La Commissione Tributaria di Milano ha recentemente rigettato il tentativo della Agenzia delle Entrate di riqualificare – in base all’art. 20 del D.pr. n. 131/1986 (Testo unico in materia di imposta di registro) – il trasferimento di immobili ad un fondo immobiliare, contestuale al trasferimento di un ramo aziendale ad una società partecipata dal fondo medesimo, in una cessione unitaria di azienda, eseguita dallo stesso trasferente a favore del fondo. Secondo la Commissione (sentenza n. 3681/22/2017 - presidente Giucastro, relatore Miceli), ai fini dell’applicazione dell’imposta di registro, l’articolo 20 consente unicamente di tassare il singolo atto in base ai relativi effetti giuridici propri, ma non di contestare l’elusività del comportamento tenuto, né di tassare gli atti da registrare in base agli effetti economici altrimenti prodotti.
La decisione è di rilievo, e ridimensiona una tendenza oramai ricorrente dei verificatori – specie in tema di imposte d’atto – a rileggere in chiave puramente “sostanzialistica” i comportamenti (anche del tutto lineari) dei contribuenti, al fatidico scopo del recupero del gettito. Secondo la recente Commissione tributaria provinciale di Milano, le Entrate non possono infatti riqualificare in uno – come cessione d’azienda immobiliare unitaria a favore del fondo trasferitario – l’atto di conferimento di azienda, seguito dalla cessione della totalità delle quote e il trasferimento degli immobili realizzato, a propria volta, tramite distinto atto, allorché non sia provata una manipolazione ed alterazione dello schema negoziale e degli atti distinti sottostanti.
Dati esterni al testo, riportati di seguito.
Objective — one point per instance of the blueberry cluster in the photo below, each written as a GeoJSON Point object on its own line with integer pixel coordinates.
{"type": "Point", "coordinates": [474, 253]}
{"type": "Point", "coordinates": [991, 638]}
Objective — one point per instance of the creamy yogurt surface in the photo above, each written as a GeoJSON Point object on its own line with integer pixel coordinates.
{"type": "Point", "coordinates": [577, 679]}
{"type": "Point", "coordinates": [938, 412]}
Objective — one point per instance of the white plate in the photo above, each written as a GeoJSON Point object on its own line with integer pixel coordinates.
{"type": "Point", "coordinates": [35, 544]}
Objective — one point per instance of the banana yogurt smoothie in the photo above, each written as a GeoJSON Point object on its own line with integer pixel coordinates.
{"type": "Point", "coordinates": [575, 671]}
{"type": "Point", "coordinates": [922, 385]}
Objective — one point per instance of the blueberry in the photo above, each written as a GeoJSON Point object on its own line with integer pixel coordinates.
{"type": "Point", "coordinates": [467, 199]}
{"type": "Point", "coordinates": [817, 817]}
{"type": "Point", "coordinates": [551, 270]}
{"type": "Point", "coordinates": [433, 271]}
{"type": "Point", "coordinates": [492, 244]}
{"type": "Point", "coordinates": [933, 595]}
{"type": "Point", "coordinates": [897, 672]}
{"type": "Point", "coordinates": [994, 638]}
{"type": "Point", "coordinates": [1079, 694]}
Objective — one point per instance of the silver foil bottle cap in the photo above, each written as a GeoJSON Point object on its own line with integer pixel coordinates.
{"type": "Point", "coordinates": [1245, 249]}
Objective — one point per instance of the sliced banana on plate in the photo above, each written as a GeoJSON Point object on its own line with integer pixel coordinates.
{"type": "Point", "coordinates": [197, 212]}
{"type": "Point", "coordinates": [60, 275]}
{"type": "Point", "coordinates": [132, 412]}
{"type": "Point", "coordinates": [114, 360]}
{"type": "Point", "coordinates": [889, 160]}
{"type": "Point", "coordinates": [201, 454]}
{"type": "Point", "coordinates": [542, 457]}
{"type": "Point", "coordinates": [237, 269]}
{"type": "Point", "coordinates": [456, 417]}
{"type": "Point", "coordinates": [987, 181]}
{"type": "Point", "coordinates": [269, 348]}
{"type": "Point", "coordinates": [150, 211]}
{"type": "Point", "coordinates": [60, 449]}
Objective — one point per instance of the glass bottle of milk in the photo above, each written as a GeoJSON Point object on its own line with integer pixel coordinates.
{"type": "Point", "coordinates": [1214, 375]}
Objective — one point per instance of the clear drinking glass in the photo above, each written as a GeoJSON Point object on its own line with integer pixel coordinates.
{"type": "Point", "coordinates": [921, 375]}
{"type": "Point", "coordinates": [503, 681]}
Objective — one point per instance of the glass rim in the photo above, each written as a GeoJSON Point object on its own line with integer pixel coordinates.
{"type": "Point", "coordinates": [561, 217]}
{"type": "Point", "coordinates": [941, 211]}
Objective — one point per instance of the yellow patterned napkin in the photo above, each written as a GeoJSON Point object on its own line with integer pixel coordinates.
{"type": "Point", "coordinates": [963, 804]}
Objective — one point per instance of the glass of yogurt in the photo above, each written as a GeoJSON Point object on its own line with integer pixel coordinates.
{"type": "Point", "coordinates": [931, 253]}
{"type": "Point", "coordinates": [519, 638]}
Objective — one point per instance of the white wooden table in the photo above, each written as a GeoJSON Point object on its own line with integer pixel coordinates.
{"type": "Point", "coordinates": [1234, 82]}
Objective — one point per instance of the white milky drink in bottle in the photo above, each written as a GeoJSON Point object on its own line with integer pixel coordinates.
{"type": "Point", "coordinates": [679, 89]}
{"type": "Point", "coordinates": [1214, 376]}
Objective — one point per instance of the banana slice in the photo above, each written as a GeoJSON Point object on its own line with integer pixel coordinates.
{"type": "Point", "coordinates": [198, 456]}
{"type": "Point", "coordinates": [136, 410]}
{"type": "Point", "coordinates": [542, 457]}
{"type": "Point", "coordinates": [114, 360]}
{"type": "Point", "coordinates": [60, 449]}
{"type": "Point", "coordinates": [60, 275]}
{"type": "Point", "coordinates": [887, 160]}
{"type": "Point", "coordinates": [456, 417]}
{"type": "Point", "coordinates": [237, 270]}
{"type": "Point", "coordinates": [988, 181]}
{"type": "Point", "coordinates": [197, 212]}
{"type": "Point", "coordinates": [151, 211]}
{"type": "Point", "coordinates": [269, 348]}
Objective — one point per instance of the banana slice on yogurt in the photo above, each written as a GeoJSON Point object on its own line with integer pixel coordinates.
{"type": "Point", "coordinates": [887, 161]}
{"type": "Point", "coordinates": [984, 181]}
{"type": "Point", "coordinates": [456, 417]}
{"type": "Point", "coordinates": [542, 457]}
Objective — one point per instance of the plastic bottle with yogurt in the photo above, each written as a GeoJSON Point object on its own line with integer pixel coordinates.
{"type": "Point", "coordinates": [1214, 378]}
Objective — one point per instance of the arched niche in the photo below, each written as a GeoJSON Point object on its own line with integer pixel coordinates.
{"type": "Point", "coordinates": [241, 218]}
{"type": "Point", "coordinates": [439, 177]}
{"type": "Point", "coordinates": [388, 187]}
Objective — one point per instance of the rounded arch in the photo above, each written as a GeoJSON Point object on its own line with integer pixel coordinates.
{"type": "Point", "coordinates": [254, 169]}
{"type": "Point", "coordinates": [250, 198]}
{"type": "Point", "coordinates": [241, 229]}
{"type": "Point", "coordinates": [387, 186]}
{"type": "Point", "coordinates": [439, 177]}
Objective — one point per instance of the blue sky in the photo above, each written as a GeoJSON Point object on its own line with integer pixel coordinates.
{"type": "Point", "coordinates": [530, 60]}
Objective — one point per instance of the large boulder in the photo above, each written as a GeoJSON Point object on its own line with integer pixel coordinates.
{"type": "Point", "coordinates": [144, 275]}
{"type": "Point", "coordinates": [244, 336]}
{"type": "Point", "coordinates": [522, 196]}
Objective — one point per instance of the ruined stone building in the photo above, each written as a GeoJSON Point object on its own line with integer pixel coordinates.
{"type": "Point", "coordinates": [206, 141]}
Né potrebbe, l’Agenzia, riqualificare l’oggetto del trasferimento quale unica azienda, allorché la parte immobiliare risulti – in valore – nettamente prevalente rispetto al comparto aziendale oggetto di distinto trasferimento.
(...)
ne deriva che:
- fino a che non sia dimostrato che gli atti registrati contengano elementi che ne mutino la natura intrinseca rispetto al nomen iuris (come potrebbe essere, ad esempio, nel contratto di comodato in cui si rilevi la presenza di un corrispettivo, a dispetto del fatto che la esistenza stessa di un corrispettivo sia del tutto confliggente rispetto alla natura giuridica propria del comodato, tipicamente gratuito), allora l’art. 20 non può trovare applicazione in termini di riqualificazione degli atti ai fini impositivi, nemmeno ove si vogliano operare ricostruzioni rispetto alla natura economica degli effetti da ultimo raggiunti tramite quegli atti;
- laddove invece la indagine, ai fini impositivi, sugli effetti economici ultimi raggiunti, voglia deviare rispetto agli effetti giuridici propri degli atti registrati, allora occorrerà casomai ipotizzare la applicazione di norma diversa dall’art. 20 in materia di imposta di registro, ossia dell’art. 10bis già citato in materia di anti-abuso, fermo tuttavia l’onere – in capo alla Amministrazione finanziaria – di tenere in considerazione tutte le tutele ivi previste a favore del contribuente e delle operazioni economiche da questo intraprese.